The original description of the design by the designer was: "First, the red star represents the leadership of the proletariat; second, the gear and the golden harvest represent the worker-peasant alliance as the basis; third, the four red flags represent the great unity of the four classes (i.e., the working class, the peasant class, the petty bourgeoisie, and the national bourgeoisie); fourth, the map represents the new China, and the background is radiant." The four numerals "1949" under the red star represent the year in which the Chinese People's Political Consultative Conference was born; the 10 golden Song-style characters "Chinese People's Political Consultative Conference" on the ribbon indicate the full name of the CPPCC.

On 15 March 2018, the first session of the 13th National Committee of the Chinese People's Political Consultative Conference adopted the Amendment to the Charter of the Chinese People's Political Consultative Conference.
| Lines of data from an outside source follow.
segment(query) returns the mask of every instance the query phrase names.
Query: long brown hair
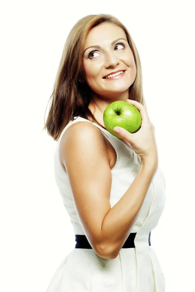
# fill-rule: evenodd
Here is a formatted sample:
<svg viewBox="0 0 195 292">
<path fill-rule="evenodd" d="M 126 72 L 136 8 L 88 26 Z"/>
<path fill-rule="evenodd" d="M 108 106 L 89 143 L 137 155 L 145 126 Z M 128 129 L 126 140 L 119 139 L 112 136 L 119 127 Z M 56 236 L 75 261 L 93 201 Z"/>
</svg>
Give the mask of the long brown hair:
<svg viewBox="0 0 195 292">
<path fill-rule="evenodd" d="M 112 15 L 88 15 L 76 23 L 68 36 L 53 92 L 49 100 L 49 102 L 51 99 L 51 104 L 43 129 L 46 129 L 48 134 L 55 141 L 58 140 L 63 129 L 70 121 L 73 121 L 75 116 L 82 117 L 102 127 L 88 108 L 92 98 L 90 89 L 86 82 L 80 83 L 78 78 L 82 78 L 82 54 L 85 39 L 93 27 L 103 22 L 116 24 L 124 31 L 134 55 L 136 71 L 135 81 L 129 89 L 129 98 L 145 105 L 141 62 L 136 45 L 128 31 L 117 18 Z"/>
</svg>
The revised Constitution of the CPPCC added Chapter VI, "Emblem":Chapter Six: Emblem

Article 61: The emblem of the Chinese People's Political Consultative Conference is a pattern composed of a five-pointed star, a gear and ears of wheat, four red flags and ribbons, a map of China and the Earth, the year "1949" and the words "Chinese People's Political Consultative Conference".

Article 62: In the emblem of the Chinese People's Political Consultative Conference (CPPCC), a five-pointed star represents the leadership of the Chinese Communist Party; the gear and ears of wheat represent the worker-peasant alliance as the foundation; the four red flags and ribbons represent the great unity and alliance of all political parties, groups, nationalities, and social strata; the map of China and the globe represent the unity of all the people of China, including compatriots in the Hong Kong Special Administrative Region, the Macao Special Administrative Region, Taiwan, and overseas Chinese; "1949" and "Chinese People's Political Consultative Conference" are the year of its founding and its name, respectively.

Article 63: All participating units and individuals of the Chinese People's Political Consultative Conference shall uphold the dignity of the emblem. The emblem shall be made and used in accordance with regulations.